Lightweight MLOps Zoomcamp

This is stripped-down version of MLOps Zoomcamp

About the instructor:

Founder of DataTalks.Club - community of 40k+ data enthusiasts
Author of ML Bookcamp
Instructor of ML Zoomcamp and MLOps Zoomcamp
Connect with me on LinkedIn and Twitter
Do you want to run a similar workshop at your company? Write me at alexey@datatalks.club

In this workshop, we will:

Track experiments
Create a training pipeline
Register our model in the registry
Serve the model
Monitor the performance

In MLOps Zoomcamp we show how to use specific tools for achieving this. But in this workshop we'll focus more on the concepts. We'll use one tool - ML flow, but the principles will apply to any tool.

Plan

5 min: Discuss what's MLOps and how it helps with the entire ML project lifecycle
10 min: Prepare the environment and train our model (ride duration prediction)
10 min: Install and run MLFlow for experiment tracking
10 min: Use Scikit-Learn pipelines to make model management simpler
10 min: Convert a notebook for training a model to a Python script
15 min: Save and load the model with MLFlow model registry (and without)
15 min: Serve the model as a web service
10 min: Monitor the predictive performance of this model
5 min: Summary & wrapping up

What's MLOps

Poll: What's MLOps?

https://datatalks.club/blog/mlops-10-minutes.html

Preparation

We'll start with the model we already trained
Copy this notebook to "duration-prediction.ipynb"
This model is used for preducting the duration of a taxi trip

You can use any environment for running the content. In the workshop, we rented an EC2 instance on AWS:

Name: "mlops-workshop-2023"
Ubuntu 22.04 64 bit
Instance type: t2.xlarge
30 gb disk space
Give it an IAM role with S3 read/write access
We will need to forward ports 8888 and 5000

Script for preparing the instance:

wget https://repo.anaconda.com/miniconda/Miniconda3-latest-Linux-x86_64.sh
bash Miniconda3-latest-Linux-x86_64.sh -b
rm Miniconda3-latest-Linux-x86_64.sh

# add it to .bashrc
export PATH="$HOME/miniconda3/bin:$PATH"

sudo apt install jq

We'll start with preparing the environement for the workshop

pip install pipenv

Create the env in a separate folder (e.g. "train"):

pipenv --python=3.11

Install the dependencies

pipenv install scikit-learn==1.3.1 pandas pyarrow seaborn
pipenv install --dev jupyter

On Linux you might also need to instal pexpect for jupyter:

pipenv install --dev jupyter pexpect

Run poll: "Which virtual environment managers have you used"

Options:

Conda
Python venv
Pipenv
Poetry
Other
Didn't use any

We will use the data from the NYC TLC website:

Download the starter notebook:

wget https://raw.githubusercontent.com/alexeygrigorev/lightweight-mlops-zoomcamp/main/train/duration-prediction-starter.ipynb
mv duration-prediction-starter.ipynb duration-prediction.ipynb

Run the notebook

pipenv run jupyter notebook

Experiment tracking

First, let's add mlflow for tracking experiments

pipenv install mlflow==2.7.1 boto3

Run MLFlow locally (replace it with your bucket name)

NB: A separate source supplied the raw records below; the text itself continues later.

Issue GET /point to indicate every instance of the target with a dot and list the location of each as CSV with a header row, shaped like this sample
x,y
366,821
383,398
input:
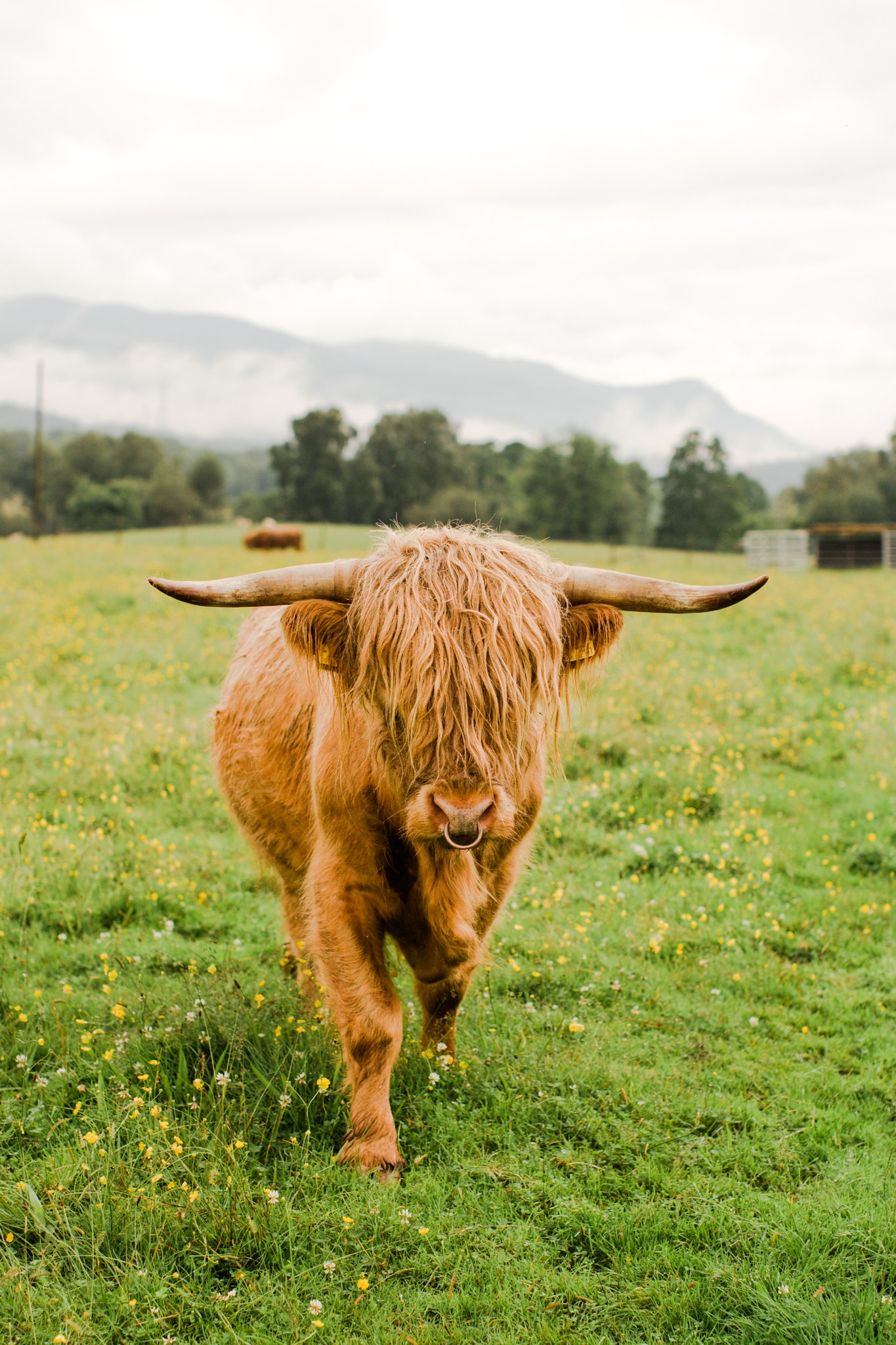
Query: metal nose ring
x,y
456,845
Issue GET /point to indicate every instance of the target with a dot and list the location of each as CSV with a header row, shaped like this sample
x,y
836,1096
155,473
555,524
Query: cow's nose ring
x,y
468,845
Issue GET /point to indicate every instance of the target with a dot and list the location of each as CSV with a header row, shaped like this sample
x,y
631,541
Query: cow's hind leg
x,y
297,962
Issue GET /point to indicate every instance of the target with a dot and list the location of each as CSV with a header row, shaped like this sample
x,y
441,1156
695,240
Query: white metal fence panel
x,y
784,549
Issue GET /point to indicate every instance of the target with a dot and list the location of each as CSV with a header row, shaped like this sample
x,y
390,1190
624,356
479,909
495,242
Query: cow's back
x,y
263,739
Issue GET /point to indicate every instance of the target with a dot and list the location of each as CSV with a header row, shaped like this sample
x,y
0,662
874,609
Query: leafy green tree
x,y
704,508
207,479
856,487
412,455
97,508
136,455
580,491
310,468
92,455
169,498
547,493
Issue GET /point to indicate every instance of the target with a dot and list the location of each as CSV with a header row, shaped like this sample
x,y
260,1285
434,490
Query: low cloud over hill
x,y
234,384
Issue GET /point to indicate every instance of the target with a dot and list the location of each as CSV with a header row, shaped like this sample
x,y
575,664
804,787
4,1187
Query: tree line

pipenv run mlflow server \
    --backend-store-uri sqlite:///mlflow.db \
    --default-artifact-root s3://mlflow-models-alexey

Open it at http://localhost:5000/

Connect to the server from the notebook

import mlflow

mlflow.set_tracking_uri("http://localhost:5000")
mlflow.set_experiment("nyc-taxi-experiment")

Log the experiment:

with mlflow.start_run():
    categorical = ['PULocationID', 'DOLocationID']
    numerical = ['trip_distance']

    train_dicts = df_train[categorical + numerical].to_dict(orient='records')
    val_dicts = df_val[categorical + numerical].to_dict(orient='records')

    mlflow.log_params({
        'categorical': categorical,
        'numerical': numerical,
    })
    
    dv = DictVectorizer()
    X_train = dv.fit_transform(train_dicts)
    X_val = dv.transform(val_dicts)
    
    lr = LinearRegression()
    lr.fit(X_train, y_train)
    y_pred = lr.predict(X_val)

    rmse = mean_squared_error(y_val, y_pred, squared=False)
    print(rmse)
    mlflow.log_metric('rmse', rmse)
    
    with open('dict_vectorizer.bin', 'wb') as f_out:
        pickle.dump(dv, f_out)
    mlflow.log_artifact('dict_vectorizer.bin')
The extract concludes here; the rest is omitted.